A coalition of government and private partners in Washington State are currently collaborating to design a simple, effective system to take-back pharmaceuticals from residential consumers known as the Unwanted Medicine Return Program. The coalition is the PH:ARM Pilot Team (PDF file, 89KB) (Pharmaceuticals from Households: A Return Mechanism). Two local companies, a local retail pharmacy chain and a clinical managed care organization will serve as locations for collection during the pilot program. This includes approximately 70 locations in the state of Washington. The pilot launched in 2006 and will last until the end of 2008.

Current regulations do not allow a pharmaceuticals take-back program for controlled substances, and the PH:ARM Pilot Team is currently pursuing options to either obtain a waiver for a pilot, or change legislation.

The set up costs for the pilot are financed by public agencies, private and public grant foundations, and participating private companies, with the goal of a long term project being financially supported by the pharmaceutical industry. Costs include purchasing secure containers, advertising, collection and transportation, project management and disposal costs.

During the pilot, volumes will be measured and a sample survey will assess aspects of consumer behavior and knowledge. Environmental data will be monitored at the final disposal site as part of the pilot. See the April 2008 Progress Report (PDFfile, 92KB) and the presentation from the 2008 Medicine Return Workshop Washington PH:ARM Pilot Project Report.

See the primer, revised in December 2007, outlining the barriers and opportunities for the collection and disposal of pharmaceuticals: Disposal of Medications from Residential Consumers (PDF file, 494KB).

The PH:ARM Team includes: Local Hazardous Waste Management Program in King County, Snohomish County Solid Waste Management Division, Public Health - Seattle & King County, Northwest Product Stewardship Council, Washington Citizens for Resource Conservation, and Washington State Department of Ecology, and advised by the Washington State Board of Pharmacy.

We are especially grateful to our funders: King County WaterWorks, Seattle Public Utilities, King County Voucher Incentive Program, Group Health Community Foundation, Russell Family Foundation, Seattle Biotech Legacy Foundation, Puget Sound Action Team, Snohomish County Solid Waste Management Division under the Coordinated Prevention Grant program, and the Snohomish County Marine Resource Council.



Oregon Pharmaceutical Take Back Stakeholder Group

In October 2006, a group of stakeholders formed a working group to study the disposal of unwanted and unused drugs from households and care facilities in Oregon. Stakeholders included experts ranging from law and drug enforcement; public water agencies; pharmaceutical groups; environmental organizations; medical, health care, recycling and poison center representatives; and city and county governments. The stakeholders researched and analyzed existing and proposed drug take back programs with the intent of recommending a take-back program for Oregon that is effective, fair, and economical, and includes both controlled and routine drugs.

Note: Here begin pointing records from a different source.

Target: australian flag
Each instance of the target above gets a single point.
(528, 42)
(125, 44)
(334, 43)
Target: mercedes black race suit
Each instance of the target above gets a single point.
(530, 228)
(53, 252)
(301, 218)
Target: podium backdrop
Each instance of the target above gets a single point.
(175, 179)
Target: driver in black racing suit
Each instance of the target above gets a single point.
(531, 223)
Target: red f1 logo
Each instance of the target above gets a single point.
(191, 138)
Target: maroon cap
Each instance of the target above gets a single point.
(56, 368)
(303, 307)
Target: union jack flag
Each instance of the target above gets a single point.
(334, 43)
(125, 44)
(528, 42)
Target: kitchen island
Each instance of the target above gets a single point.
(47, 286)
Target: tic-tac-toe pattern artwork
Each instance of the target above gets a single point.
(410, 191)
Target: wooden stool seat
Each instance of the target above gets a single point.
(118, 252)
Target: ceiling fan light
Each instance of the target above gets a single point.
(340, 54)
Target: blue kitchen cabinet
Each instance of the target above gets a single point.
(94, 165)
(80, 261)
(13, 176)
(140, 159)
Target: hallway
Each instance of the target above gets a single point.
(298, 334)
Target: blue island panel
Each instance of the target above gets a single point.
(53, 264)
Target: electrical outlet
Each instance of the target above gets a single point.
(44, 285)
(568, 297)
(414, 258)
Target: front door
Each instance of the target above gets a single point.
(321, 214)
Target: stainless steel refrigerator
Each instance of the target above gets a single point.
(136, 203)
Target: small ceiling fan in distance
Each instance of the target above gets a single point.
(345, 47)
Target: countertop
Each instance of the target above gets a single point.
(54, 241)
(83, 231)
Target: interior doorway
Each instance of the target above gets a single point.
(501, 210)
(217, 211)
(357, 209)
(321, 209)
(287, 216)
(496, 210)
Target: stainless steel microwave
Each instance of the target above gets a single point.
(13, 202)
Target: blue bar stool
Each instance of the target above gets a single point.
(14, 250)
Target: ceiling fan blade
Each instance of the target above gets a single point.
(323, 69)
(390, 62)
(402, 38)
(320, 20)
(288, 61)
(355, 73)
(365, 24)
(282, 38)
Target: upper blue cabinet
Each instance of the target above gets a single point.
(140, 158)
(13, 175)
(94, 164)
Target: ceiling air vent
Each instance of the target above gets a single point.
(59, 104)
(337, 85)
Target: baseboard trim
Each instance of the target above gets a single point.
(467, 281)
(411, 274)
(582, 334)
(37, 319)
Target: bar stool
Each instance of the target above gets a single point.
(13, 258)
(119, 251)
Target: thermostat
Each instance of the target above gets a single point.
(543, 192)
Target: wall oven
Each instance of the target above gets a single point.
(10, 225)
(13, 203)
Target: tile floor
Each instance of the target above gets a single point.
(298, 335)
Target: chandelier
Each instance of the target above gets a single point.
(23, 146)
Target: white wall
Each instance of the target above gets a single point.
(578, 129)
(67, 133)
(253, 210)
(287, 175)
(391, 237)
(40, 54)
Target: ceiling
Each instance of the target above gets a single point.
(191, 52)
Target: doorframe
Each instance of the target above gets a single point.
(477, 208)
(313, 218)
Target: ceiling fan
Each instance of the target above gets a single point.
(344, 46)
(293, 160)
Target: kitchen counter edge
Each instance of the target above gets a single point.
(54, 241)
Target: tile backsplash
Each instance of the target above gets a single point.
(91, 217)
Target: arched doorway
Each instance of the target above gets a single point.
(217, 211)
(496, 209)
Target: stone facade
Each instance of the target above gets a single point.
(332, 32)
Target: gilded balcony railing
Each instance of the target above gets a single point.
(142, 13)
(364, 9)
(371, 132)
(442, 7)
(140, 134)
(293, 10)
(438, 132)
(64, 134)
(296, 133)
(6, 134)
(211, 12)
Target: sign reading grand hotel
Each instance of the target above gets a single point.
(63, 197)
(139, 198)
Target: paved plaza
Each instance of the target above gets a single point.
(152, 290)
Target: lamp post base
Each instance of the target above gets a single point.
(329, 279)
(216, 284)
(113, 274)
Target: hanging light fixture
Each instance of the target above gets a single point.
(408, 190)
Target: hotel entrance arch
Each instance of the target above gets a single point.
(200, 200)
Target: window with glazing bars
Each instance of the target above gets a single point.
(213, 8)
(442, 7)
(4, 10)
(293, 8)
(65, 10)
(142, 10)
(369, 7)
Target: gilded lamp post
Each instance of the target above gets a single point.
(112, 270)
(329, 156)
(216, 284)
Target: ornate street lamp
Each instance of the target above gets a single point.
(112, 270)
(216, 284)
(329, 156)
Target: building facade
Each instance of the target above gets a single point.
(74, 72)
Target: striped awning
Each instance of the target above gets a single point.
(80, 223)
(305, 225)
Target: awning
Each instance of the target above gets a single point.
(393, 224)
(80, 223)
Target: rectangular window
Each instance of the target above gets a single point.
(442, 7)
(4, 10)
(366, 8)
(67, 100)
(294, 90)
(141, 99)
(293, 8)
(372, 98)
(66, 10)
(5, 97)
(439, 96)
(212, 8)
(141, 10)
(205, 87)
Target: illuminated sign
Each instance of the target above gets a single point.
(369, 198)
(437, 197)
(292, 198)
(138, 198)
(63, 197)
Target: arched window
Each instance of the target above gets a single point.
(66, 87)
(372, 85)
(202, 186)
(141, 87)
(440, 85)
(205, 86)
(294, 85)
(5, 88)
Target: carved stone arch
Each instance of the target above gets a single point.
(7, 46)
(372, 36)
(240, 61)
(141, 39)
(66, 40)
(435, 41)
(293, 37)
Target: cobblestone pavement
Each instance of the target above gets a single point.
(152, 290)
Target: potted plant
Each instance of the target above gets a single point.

In July 2007, the Oregon Pharmaceutical Take Back Stakeholder Group Final Report (PDF file, 2.03MB) was released, along with the Executive Summary (PDF file, 71KB). The report includes background on drug take back programs, an overview of the regulatory framework, a survey of existing drug take back programs, Oregon program options, subgroup findings, and Oregon program funding options and recommendations.

See a presentation from Janet Gillaspie of the Oregon Association of Clean Water Agencies about Building an Oregon Drug Take Back Program. Read the June 25, 2008 Oregonian editorial Pill makers and pill poppers must heed the call of the Oregon ethos for disposing of unused medicine.



Tour of Product Stewardship Programs in British Columbia, Canada

The Northwest Product Stewardship Council hosted a day-long tour on Tuesday, October 2, 2007 to experience British Columbia’s successful product stewardship programs for handling difficult to manage products including pharmaceuticals. The Medications Return Program allows consumers to return (at no charge) unused or expired medications and unwanted pharmaceuticals to over 90 percent of the pharmacies in the province. Links and an informational presentations are available.